Guardrails in Software

Published by   on Fri Nov 08 2024

learning in public

Car driving on narrow road

Guardrails

Today I was going to cover instruction sets and my observations of what makes good instructions vs bad ones.

But then I made a mistake at work

I didn’t bring down production or anything, but I did nuke one of the pre-production compute units in our deployment pipeline. Fortunately, the AWS account remained and the infrastructure is defined in CDK. However, it caused our integration tests to fail in that pipeline stage and blocked changes from flowing through without manual intervention.

So instead, I want to talk about something that is both a blessing and a curse to developers: guardrails.

For context: I have been wiring up a new service and setting up all of its infrastructure. That includes messing with its compute units for the deployment pipeline. I realized I had misconfigured the compute units for the pipeline stages in the new service and needed to re-create them. So I went to delete one of the stages, clicked the confirm button… and made the unfortunate discovery that I was editing the compute units of the wrong service.

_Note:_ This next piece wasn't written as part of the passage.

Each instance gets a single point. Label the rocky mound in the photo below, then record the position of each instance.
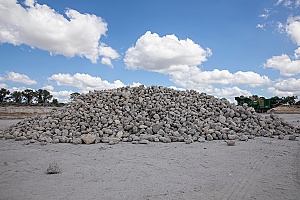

The scary part is that I also needed to delete the prod compute unit for the new service’s deployment pipeline. So if I hadn’t realized I deleted the compute unit in the wrong service as soon as I did, I would have probably brought down production.

Guardrails are bad

I want to start off by talking about why guardrails are bad. Not necessarily bad in the objective sense, but in a more opinionated nature.

Guardrails slow you down.

Nothing is worse than trying to do one simple task and facing the throttling effect of guardrails. 2-person reviews, checking boxes, filling out forms, and generating new credentials every 8 hours; can be seen as obstacles to an otherwise trivial job. Developers love speed and automation, but guardrails are the opposite of that. They’re manual steps that slow us down and make us frustrated.

Sometimes, they don’t work

The interface I used to delete compute units had a guardrail in place. It didn’t work. The guardrail was just a checkbox: “I’m sure I want to delete the compute unit for XYZ.” This guardrail suffers from two problems:

  1. If the service XYZ is named similarly to another service, I may not catch that I’m editing the wrong service.

  2. If I want to go fast, I just check the box and move on.

After I made the mistake, I did feel a bit frustrated that I was even allowed to make such an impactful mistake so easily. Why was the guardrail so weak, if people could potentially bring down production?

They’re obstacles for those who repeat tasks frequently

For someone who goes through a specific workflow frequently, it can be very frustrating to encounter guardrails. You know what you’re doing, right? Why slow you down?

They feel like a non-solution

If something needs guardrails, we should probably be asking if there’s a different solution to the problem. Why is this a manual task? If the task needs guardrails, is it because it’s a one-way task that can’t be undone? If so, can we lower the stakes instead? Can we design the system such that any decision is not irrecoverable and catastrophic?

Guardrails are good

Now that I’ve gone over why guardrails can be frustrating and feel wrong in certain circumstances, I want to go over why they’re good. First of all, when I realized what I had done, my heart sank. I immediately messaged a more senior engineer on the team with these exact words:

I messed up

call???

We also discussed the insufficient guardrails and all of this could have been avoided with the right ones.

The right guardrails will save you

It’s Friday, I was technically working after hours. My brain was getting that buzzing feeling telling me to stop working and thinking because it was time to relax and enjoy my weekend. I was rushing, and I was tired.

The guardrail I wish I had was this:

To confirm you want to delete this compute unit, type the name of the service you are editing: ___

This would have saved me. I would have typed in the name of the service I thought I was making changes to, and the system would have rejected me. I see this guardrail a lot, and I do like how it demands my focus. Particularly, the placeholder of the textbox can be an example of what to put and is not present anywhere I can simply copy/paste it. Because yes, I have also done that where applicable, and it defeats the purpose of the guardrail.

I have been working in the weeds of this system for an entire week. I know the ins and outs of it. Even then, I made a mistake at a moment when I was tired and rushed. Guardrails aren’t there to slow you down 99% of the time, they’re present to slow you down the 1% of the time you really need to slow down.

Guardrails will make you frustrated, but never fearful

Messing up feels bad. Depending on what you did, you might feel a little scared. I definitely felt scared. That service I messed up was deploying important changes, and what I did could have ruined the deployment pipeline…

It’s times like that when I am reminded of all the frustration that seemingly “stupid” guardrails had caused me, and how much I wish I had felt that instead of feeling the fear of the consequences of my mistake.

Conclusion

Guardrails can be painful. However, when balanced correctly they can save your ass. Guardrails should reflect the severity of the worst possible outcome a particular action can have. If an action might cause a minor issue, a warning could suffice. But if an action can take down prod, gate it with something meaningful. Like a game of wordle, and the solve is the name of the resource you’re modifying. I don’t know, make it fun!